EZH2 loss promotes gastric squamous cell carcinoma [RNA-seq]

Gastric Squamous Cell Carcinoma (GSCC) is a rare subtype of gastric cancer with unique histopathology while gastric adenosquamous carcinoma (GASC), which partially shares features of GSCC, is more frequent. Both GSCC and GASC have poor prognosis but the molecular mechanisms underlying these malignancies are unknown. Here, we performed genomics analyses of eleven GSCC samples and found that epigenetic regulation genes were among the most frequently mutated genes. Among them was Enhancer of zeste homolog 2 (EZH2), which was also significantly downregulated in GASC, compared to gastric adenocarcinoma (GAC). Ezh2 loss led to squamous feature both in gastric organoids in vitro and in vivo.
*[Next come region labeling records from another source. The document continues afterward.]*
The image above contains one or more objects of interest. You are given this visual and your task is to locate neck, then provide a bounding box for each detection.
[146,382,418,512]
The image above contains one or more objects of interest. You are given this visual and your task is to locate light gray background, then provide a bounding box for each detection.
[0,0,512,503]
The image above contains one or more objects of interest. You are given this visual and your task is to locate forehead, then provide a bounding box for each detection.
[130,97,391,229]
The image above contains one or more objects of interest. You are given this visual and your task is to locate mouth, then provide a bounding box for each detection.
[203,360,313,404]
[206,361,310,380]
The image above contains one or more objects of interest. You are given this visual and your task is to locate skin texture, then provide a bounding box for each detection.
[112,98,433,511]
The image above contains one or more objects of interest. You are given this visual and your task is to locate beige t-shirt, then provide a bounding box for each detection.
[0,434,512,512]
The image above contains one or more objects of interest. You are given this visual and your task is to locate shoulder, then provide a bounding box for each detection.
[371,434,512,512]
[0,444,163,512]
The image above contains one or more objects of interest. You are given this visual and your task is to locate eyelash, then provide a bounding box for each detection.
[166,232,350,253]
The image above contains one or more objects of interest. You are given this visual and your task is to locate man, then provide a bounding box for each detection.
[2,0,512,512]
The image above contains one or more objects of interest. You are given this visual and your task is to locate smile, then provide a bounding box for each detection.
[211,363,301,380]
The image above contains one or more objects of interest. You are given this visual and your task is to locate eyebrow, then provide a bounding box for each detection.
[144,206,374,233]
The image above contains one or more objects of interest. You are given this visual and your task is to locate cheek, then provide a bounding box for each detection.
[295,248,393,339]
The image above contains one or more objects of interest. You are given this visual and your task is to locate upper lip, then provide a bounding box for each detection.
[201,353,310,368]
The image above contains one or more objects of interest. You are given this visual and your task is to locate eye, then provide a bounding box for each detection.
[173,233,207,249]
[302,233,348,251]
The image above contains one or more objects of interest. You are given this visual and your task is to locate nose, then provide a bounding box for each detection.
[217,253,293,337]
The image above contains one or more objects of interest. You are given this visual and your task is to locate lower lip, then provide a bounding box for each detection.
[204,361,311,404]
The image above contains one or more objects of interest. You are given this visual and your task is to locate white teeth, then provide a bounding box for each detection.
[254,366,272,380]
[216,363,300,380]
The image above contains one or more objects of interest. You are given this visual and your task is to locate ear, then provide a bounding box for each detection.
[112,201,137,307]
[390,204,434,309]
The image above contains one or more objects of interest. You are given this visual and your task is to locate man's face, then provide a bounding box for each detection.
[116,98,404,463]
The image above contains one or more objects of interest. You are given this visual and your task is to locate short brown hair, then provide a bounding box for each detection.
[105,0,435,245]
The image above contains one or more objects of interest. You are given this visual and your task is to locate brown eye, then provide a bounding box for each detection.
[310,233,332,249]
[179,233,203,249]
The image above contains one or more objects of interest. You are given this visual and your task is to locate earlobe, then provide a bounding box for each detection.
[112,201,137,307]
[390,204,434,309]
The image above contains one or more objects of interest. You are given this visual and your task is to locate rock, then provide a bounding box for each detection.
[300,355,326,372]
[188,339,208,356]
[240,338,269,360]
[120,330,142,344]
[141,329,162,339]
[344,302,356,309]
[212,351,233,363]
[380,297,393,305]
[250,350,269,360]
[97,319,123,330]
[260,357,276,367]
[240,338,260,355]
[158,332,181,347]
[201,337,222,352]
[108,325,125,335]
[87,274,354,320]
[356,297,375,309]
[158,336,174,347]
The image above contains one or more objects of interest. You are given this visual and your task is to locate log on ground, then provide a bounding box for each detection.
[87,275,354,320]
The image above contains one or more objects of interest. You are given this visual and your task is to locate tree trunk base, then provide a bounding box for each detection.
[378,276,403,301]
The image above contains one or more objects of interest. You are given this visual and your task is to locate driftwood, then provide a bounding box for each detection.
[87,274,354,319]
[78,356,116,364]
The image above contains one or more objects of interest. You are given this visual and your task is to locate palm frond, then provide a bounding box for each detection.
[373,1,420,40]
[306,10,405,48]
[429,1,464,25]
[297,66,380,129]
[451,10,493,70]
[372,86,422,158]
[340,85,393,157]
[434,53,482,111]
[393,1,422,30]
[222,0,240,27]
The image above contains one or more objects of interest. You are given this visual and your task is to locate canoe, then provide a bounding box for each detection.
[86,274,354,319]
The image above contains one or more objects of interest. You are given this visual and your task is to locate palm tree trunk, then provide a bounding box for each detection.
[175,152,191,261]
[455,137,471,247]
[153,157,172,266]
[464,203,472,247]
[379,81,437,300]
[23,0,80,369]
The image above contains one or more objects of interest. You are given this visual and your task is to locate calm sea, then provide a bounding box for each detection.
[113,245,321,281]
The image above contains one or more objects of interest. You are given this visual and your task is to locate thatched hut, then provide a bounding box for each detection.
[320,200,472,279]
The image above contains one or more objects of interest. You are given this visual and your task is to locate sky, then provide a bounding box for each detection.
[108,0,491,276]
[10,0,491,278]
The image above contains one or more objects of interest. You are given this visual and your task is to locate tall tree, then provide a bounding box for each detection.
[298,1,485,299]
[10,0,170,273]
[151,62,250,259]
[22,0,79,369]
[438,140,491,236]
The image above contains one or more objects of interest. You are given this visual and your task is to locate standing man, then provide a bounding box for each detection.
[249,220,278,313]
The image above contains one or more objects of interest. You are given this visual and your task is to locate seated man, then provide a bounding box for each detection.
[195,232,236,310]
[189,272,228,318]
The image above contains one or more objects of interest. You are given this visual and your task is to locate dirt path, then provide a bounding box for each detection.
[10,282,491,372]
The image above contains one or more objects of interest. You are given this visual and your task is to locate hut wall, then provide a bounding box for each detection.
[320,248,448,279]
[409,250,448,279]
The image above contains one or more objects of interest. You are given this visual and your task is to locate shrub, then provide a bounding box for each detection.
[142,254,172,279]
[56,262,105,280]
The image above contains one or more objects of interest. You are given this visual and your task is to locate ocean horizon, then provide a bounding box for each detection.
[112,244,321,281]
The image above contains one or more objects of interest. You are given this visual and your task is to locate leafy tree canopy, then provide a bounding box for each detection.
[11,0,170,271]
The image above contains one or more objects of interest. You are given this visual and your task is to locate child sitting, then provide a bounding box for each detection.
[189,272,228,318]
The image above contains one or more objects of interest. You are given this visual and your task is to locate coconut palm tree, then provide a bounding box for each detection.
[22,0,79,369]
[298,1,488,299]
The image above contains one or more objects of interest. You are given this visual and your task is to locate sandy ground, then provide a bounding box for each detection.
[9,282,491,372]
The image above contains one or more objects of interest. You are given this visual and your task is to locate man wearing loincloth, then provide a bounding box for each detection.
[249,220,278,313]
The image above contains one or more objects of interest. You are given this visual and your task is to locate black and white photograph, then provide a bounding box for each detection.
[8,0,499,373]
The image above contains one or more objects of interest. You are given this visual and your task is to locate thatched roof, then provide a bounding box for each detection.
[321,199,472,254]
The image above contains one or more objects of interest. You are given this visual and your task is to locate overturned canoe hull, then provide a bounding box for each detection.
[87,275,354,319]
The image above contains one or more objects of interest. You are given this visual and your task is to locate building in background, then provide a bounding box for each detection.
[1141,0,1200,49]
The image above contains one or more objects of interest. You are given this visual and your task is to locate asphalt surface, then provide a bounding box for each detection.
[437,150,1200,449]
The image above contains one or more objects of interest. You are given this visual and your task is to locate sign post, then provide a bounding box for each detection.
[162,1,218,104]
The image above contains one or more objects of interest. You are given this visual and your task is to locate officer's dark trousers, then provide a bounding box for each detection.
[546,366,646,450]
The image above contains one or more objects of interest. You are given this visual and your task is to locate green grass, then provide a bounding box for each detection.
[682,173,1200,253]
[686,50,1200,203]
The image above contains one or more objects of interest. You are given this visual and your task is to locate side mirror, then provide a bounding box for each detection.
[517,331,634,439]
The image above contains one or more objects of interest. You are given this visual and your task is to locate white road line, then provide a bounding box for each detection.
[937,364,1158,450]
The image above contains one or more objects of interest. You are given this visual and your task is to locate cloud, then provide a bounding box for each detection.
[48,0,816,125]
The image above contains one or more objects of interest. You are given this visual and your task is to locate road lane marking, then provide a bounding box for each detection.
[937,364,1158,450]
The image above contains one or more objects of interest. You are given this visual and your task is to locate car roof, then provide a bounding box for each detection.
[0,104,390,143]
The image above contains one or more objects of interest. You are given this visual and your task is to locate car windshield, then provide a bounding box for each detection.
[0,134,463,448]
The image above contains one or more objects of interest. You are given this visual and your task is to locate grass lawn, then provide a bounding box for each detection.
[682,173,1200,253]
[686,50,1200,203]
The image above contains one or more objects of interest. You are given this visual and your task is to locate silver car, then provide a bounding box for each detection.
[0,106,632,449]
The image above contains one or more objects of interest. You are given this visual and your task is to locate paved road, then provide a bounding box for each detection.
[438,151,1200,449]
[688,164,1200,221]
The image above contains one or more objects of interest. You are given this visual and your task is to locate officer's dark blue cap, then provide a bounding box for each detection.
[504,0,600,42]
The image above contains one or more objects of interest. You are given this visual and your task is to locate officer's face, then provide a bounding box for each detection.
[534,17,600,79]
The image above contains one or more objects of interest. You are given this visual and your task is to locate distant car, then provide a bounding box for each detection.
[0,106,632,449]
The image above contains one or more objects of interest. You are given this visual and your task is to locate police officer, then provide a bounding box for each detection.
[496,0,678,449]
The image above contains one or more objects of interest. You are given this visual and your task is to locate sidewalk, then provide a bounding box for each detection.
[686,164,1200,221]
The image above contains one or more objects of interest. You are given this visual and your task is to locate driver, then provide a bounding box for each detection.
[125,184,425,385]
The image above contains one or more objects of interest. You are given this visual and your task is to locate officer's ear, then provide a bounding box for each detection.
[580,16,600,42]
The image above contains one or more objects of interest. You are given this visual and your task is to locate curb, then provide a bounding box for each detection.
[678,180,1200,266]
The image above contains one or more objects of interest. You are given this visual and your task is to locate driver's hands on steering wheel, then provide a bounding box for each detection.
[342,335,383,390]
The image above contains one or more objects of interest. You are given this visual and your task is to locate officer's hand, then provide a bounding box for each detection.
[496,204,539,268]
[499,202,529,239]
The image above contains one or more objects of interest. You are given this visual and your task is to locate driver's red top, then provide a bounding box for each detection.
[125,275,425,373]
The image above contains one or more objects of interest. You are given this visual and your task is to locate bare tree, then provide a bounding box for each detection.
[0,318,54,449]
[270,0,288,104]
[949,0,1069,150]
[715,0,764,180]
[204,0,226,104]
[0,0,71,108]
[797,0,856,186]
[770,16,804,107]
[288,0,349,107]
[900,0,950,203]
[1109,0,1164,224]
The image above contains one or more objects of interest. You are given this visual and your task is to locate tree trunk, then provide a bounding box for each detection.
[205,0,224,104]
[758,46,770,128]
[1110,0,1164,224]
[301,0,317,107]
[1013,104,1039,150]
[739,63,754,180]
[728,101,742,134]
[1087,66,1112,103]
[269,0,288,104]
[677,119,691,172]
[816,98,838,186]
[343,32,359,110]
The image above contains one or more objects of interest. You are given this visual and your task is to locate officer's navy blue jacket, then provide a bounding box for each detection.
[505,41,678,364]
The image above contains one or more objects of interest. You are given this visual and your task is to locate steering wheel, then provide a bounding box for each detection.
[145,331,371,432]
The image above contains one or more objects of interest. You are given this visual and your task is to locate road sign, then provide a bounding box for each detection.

Importantly, Ezh2 deficiency, together with Trp53 and Pten loss, both of which were also frequently mutated in GSCC, gave rise to full-blown GSCC in mice. Mechanistically, we found that Ezh2 could repress the expression of Transcription factor AP-2 gamma (Tfap2c), a transcription factor with the ability to initiate epidermal squamous differentiation, through H3K27 methylation. Disruption of Tfap2c reversed Ezh2 loss-driven GSCC into GAC and reduced its resistance to chemo treatment. Our study revealed the mechanisms of GSCC/GASC tumorigenesis and shed light on future treatment. Gastric organoids and various mouse models of gastric cancer were applied to investigate the functions of EZH2 in GSCC tumorigenesis. Histological assays and transcriptome profiling were used to analyze the properties of GSCC models with Ezh2 deficiency. Multi-omics analyses, including RNA-seq and CUT&Tag-seq , were performed to identify the molecular mechanisms of EZH2 loss in GSCC, which were further validated with in vitro and in vivo functional assays.